If the proposals on WVR structure listed companies in the 2018 Consultation Paper as outlined above become reality, this will inevitably lead to even more scrutiny on sponsors’ due diligence:

  • WVR structure companies are, in the present Hong Kong financial, social and political environment, inherently considered as potentially controversial. Should any such listed companies run into any business or governance difficulties, sponsors will almost unavoidably be caught in the firing line for its role during the listing process.
  • More specifically, concepts of “innovation”, “new technology”, “new business model” and the like are in themselves amorphous concepts. What might appear to be new or innovative now turn out to be mundane. Further, businesses that are considered new or innovative are almost inevitably more risky business propositions. Taken together, this means that:
    • sponsors risk being expected to conduct almost exhaustive market due diligence (ie. significantly more due diligence work than on non-WVR structure listing applicants) on what is so new and innovative in a WVR structure listing application, in order to be in a position to defend themselves against accusations that their due diligence did not meet a “reasonable” standard; and
    • the “Risk Factors” section of prospectuses for WVR structure listing applicants will likely be expected to be even more extensive and comprehensive in coverage than that which is prevailing currently with prospectuses.

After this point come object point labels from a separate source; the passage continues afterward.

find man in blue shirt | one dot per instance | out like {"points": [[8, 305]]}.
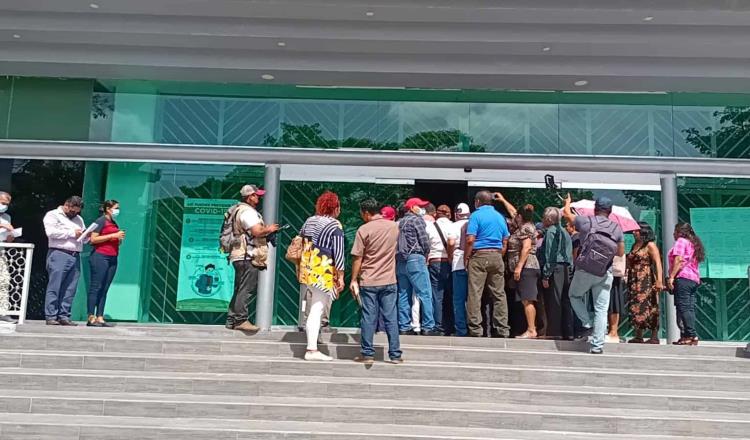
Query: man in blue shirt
{"points": [[486, 242]]}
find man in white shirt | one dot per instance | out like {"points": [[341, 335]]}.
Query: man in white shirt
{"points": [[456, 244], [249, 230], [6, 236], [63, 226], [438, 261]]}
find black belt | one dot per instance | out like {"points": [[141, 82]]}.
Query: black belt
{"points": [[71, 253]]}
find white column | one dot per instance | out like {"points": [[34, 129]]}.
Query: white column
{"points": [[267, 279]]}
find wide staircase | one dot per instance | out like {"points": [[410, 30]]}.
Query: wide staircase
{"points": [[184, 382]]}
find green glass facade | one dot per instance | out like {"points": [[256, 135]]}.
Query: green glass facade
{"points": [[658, 125]]}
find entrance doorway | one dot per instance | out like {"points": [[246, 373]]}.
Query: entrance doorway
{"points": [[443, 192]]}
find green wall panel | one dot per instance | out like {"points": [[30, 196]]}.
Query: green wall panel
{"points": [[723, 305], [43, 108]]}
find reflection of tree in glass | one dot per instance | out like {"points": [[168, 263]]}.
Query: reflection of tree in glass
{"points": [[730, 140], [311, 135]]}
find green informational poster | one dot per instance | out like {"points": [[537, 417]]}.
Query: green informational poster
{"points": [[205, 280], [724, 233]]}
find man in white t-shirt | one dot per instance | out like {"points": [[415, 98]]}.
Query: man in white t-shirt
{"points": [[6, 236], [456, 244], [438, 262], [249, 228]]}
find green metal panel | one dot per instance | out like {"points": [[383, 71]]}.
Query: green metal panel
{"points": [[169, 186], [297, 204], [723, 306]]}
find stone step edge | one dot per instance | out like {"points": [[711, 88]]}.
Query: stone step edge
{"points": [[108, 424], [379, 381], [382, 404], [248, 359], [464, 348]]}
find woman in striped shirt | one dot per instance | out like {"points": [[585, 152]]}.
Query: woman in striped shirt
{"points": [[321, 265]]}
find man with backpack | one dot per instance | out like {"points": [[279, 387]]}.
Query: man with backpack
{"points": [[243, 237], [601, 241]]}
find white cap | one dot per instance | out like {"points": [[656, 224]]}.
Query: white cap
{"points": [[462, 210]]}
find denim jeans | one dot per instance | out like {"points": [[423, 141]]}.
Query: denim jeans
{"points": [[460, 290], [377, 299], [440, 278], [64, 270], [412, 273], [103, 268], [600, 287], [684, 300]]}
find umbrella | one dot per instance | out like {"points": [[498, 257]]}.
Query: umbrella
{"points": [[619, 215]]}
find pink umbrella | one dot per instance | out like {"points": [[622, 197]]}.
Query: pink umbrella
{"points": [[620, 214]]}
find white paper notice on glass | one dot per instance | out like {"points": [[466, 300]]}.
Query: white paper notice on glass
{"points": [[87, 232]]}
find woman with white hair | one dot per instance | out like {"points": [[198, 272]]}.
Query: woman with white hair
{"points": [[557, 261]]}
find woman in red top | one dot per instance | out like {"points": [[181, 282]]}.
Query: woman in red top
{"points": [[106, 240]]}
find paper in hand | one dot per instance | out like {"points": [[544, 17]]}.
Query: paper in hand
{"points": [[86, 233]]}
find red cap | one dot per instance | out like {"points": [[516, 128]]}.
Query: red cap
{"points": [[388, 213], [415, 201]]}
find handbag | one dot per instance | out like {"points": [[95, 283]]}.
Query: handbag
{"points": [[294, 251]]}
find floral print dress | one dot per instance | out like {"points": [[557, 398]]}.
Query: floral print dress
{"points": [[643, 297]]}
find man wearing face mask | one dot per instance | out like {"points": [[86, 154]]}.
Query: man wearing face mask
{"points": [[411, 267], [6, 236], [63, 226]]}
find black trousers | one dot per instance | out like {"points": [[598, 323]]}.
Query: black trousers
{"points": [[557, 303], [245, 283], [684, 300]]}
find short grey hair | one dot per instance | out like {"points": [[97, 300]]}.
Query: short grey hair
{"points": [[552, 215]]}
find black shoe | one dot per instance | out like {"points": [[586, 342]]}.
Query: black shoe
{"points": [[584, 335]]}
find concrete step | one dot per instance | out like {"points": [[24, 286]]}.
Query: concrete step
{"points": [[64, 427], [625, 378], [405, 412], [646, 360], [213, 333], [30, 383]]}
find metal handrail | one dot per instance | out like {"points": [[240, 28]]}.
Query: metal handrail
{"points": [[28, 250]]}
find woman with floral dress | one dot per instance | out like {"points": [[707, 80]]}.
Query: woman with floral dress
{"points": [[321, 265], [644, 272]]}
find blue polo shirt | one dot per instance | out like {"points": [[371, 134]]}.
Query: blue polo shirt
{"points": [[489, 228]]}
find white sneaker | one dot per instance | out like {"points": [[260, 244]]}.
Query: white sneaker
{"points": [[317, 356]]}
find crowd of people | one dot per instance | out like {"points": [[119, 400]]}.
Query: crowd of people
{"points": [[419, 269]]}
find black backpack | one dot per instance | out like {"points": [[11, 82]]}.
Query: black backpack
{"points": [[599, 248]]}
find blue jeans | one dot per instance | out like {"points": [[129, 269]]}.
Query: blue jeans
{"points": [[460, 290], [103, 268], [412, 273], [63, 270], [377, 299], [600, 291], [440, 278]]}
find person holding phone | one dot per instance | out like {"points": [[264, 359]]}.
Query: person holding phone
{"points": [[105, 238]]}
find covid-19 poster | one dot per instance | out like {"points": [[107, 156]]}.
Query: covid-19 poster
{"points": [[205, 280]]}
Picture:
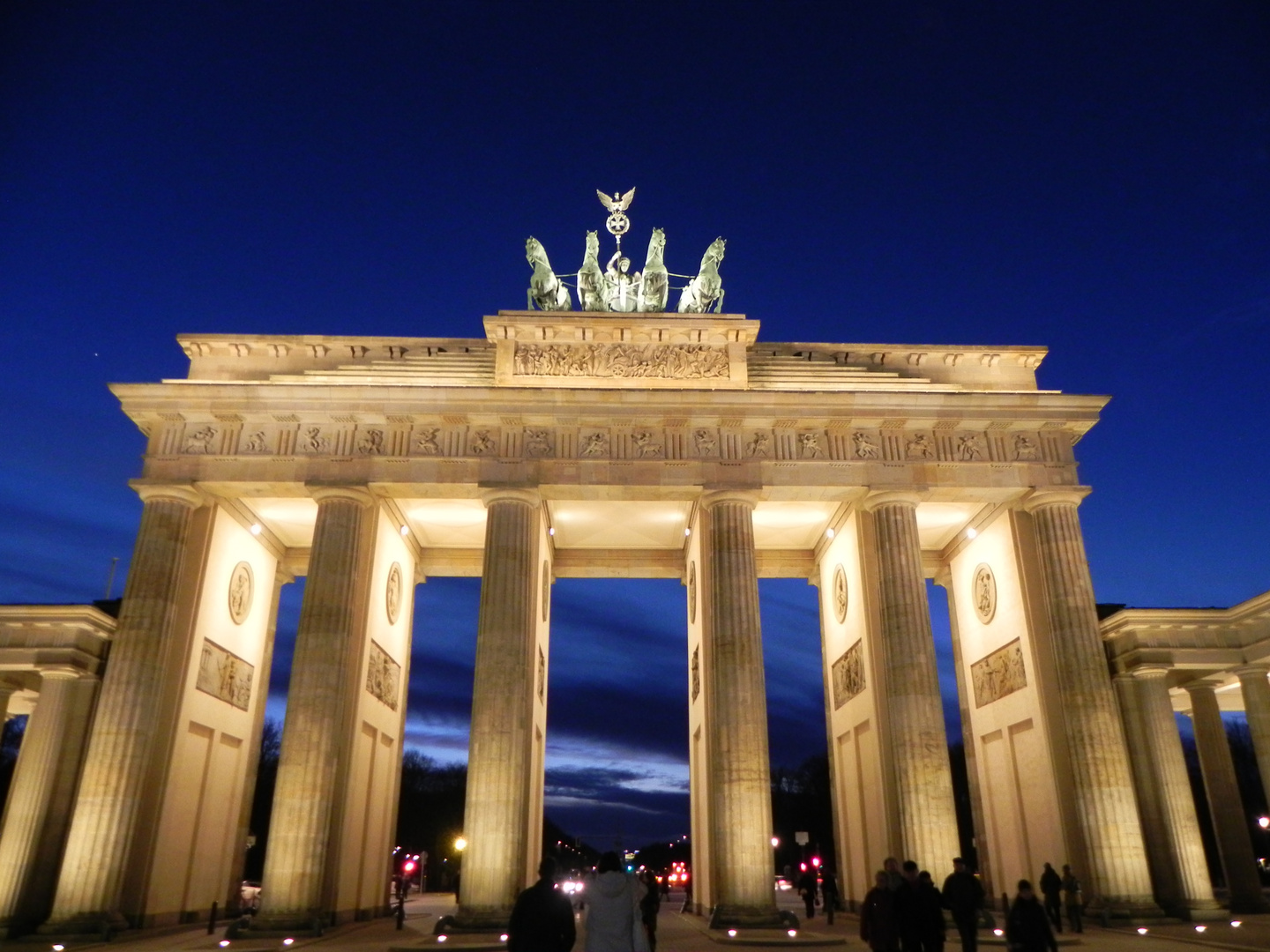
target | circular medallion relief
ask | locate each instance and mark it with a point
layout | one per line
(840, 594)
(242, 585)
(392, 593)
(984, 593)
(546, 588)
(692, 593)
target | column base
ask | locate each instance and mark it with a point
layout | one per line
(474, 919)
(280, 926)
(736, 917)
(104, 925)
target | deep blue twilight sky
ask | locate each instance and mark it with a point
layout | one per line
(1094, 176)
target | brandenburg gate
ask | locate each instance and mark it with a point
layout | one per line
(635, 443)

As for the above-mentioned amendments to the SEHK’s MB Listing Rules, it serves as a useful reminder to sponsors as to the scope of their work. In short, when a company transfers from GEM to MB, sponsors are expected to consider all information before it, including previously published prospectuses and financial reports, with a degree of professional scepticism required for conducting reasonable due diligence as part of preparing the company’s MB listing document.